Response 4: We have read Biol. Proc. Online 18:11 article (Extracting functional trends from whole genome duplication events using comparative genomics. 2016. https://doi.org/10.1186/s12575-016-0041-2) to find out how to organize methodological improvements in our article. Thanks to your review and advice to try reconciliation in Notung, we are getting closer to using similar methods only implemented in different programs. We obtained gene families through blast against protein reference sequences and following leaving only one protein sequence per gene. We used the same multiple alignment approaches (MAFFT and MUSCLE) and phylogenetic tree building (PhyML). Unlike this article, we used Smart Model Selection (SMS) for model selection and Notung for rooting and reconciliation instead Prottest and Softparsmap, respectively.

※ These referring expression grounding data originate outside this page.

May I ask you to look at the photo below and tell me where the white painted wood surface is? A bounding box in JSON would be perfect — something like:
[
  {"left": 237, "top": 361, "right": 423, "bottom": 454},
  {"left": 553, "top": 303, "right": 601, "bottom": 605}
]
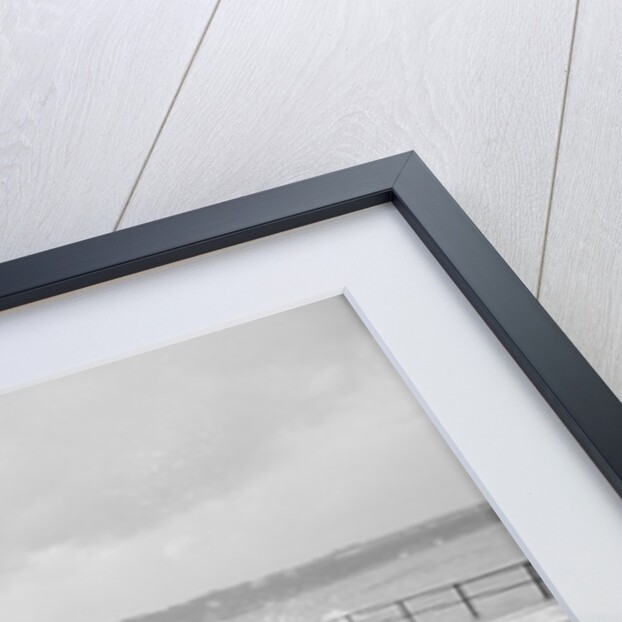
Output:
[
  {"left": 0, "top": 0, "right": 218, "bottom": 261},
  {"left": 118, "top": 0, "right": 576, "bottom": 290},
  {"left": 539, "top": 1, "right": 622, "bottom": 400}
]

Point 5: In the discussion, differences in the symmetry of evolution (and subgenome dominance) are thought to be related to if the origin of the WGD is an autopolyploidization event (like 3R, salmon) or an allopolylploidization event (like in Xenopus). This should be added to the discussion.
Response 5: We added this information as required.
Point 6: In the methods section for PhyML tree building, the model selection procedure and the identified models for each tree should be described.
Response 6: This information was added to 4.3. Phylogenetic analysis in Materials and Methods (lines 576-577) and Table 3 (lines 585-589).
Best regards,
Mikhail Fofanov
Round 2
Reviewer 2 Report
The authors have satisfactorily addressed my concerns and this study is appropriate for publication.